Benattar seemed to deftly juggle her work with domestic life. When her children were young, she always ate dinner with her family, according to profiles written about her, before heading out to work again. In addition to Simon, her only son, she had three daughters with Jack: Naomi, Jessica and Judith. She later married attorney Michael Schwartz and acquired a stepson, David. (Today, Simon invests in properties in Harlem and Brooklyn by way of Sugar Hill Investment Partners, where his stepbrother, David Schwartz, is a managing partner.)
Although the GM Building was ultimately a success, there were setbacks in Benattar’s New York career. She attempted to mimic her block-clearing approach in the late 1960s, when she tried to empty out apartment buildings controlled by London Merchant at West 55th Street and Sixth Avenue to make way for a 38-story, 800,000-square-foot office spire.
But in 1971, the city denied a zoning change to Benattar because the office market was so soft, officials had said, and housing was a better use of the property. For her part, Ward suggests that Benattar didn’t get the permit she needed because she didn’t donate $100,000 to a campaign being run by Mayor John Lindsay.
Subsequently, Benattar proposed an apartment building for the Midtown site. But lawsuits from about 80 tenants who didn’t want to move stymied the plans. London Merchant paid some tenants more than $30,000 (more than $130,000 today) apiece to vacate, according to the New York Times. The project lost too much money and was ultimately abandoned.
“We bought at a time when we were considerably more optimistic about the future of New York than we are now,” Benattar told the Times in 1975. In the same interview, she railed against high real estate taxes and rent regulation. By that point, her office, which had 20 employees in 1971, had just six, the newspaper reported.
Today, 101 West 55th Street (at Sixth Avenue) is called Claridge’s and is a red-brick luxury rental with 160 one- to three-bedroom units, where rents start at $3,000 a month.
Second fiddle
Benattar, who divorced Jack in the early 1970s before marrying Schwartz, decamped for Toronto again.
There, she worked to assemble the high-profile downtown site for the Sun Life Centre office complex. Similar to her GM building endeavor, she had to clear out an old hotel, the Lord Simcoe Hotel, and purchase air rights. The office complex opened in 1984.
In the early 1980s, Benattar began intermittently working with longtime friend Paul Reichmann, whose development firm Olympia and York firm built Manhattan’s World Financial Center (now called Brookfield Place). Reichmann brought Benattar on as a consultant when he built London’s high-rise Canary Wharf financial district.

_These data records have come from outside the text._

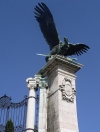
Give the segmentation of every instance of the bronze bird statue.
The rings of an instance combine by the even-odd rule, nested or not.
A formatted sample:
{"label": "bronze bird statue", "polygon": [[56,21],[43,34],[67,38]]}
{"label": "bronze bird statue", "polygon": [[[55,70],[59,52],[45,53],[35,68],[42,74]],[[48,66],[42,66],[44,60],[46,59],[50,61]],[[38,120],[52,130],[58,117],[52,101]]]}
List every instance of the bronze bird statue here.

Eventually, Cecilia founded a firm called NIOT Investment Holdings — an acronym for “Now It’s Our Turn,” Simon, who would later join his mother at the firm, said Cecilia had grown tired of playing second fiddle at large corporations. The duo served as consultants, developed condos and invested in real estate until the early 1990s, when Simon bought out his mother’s share, he said. In New York, in addition to working with Sugar Hill, NIOT functions as a mortgage lender today.
Around that time, Benattar began spending more time in Florida. Years later, en route from Florida to California, she suffered a heart attack on a plane, prompting it to make an emergency landing in Dallas, Simon said. She died there, on Dec. 10, 2003, at age 72, and is buried at Pardes Shalom Cemetery, in Maple, a Toronto suburb.
Oddly, no newspapers ran an obituary at the time, though that in many ways typified how Benattar lived her life, Simon said.
“She was very, very low-key, my mother,” Simon said, adding that just 25 people attended her funeral. “She never wanted recognition for all her accomplishments.”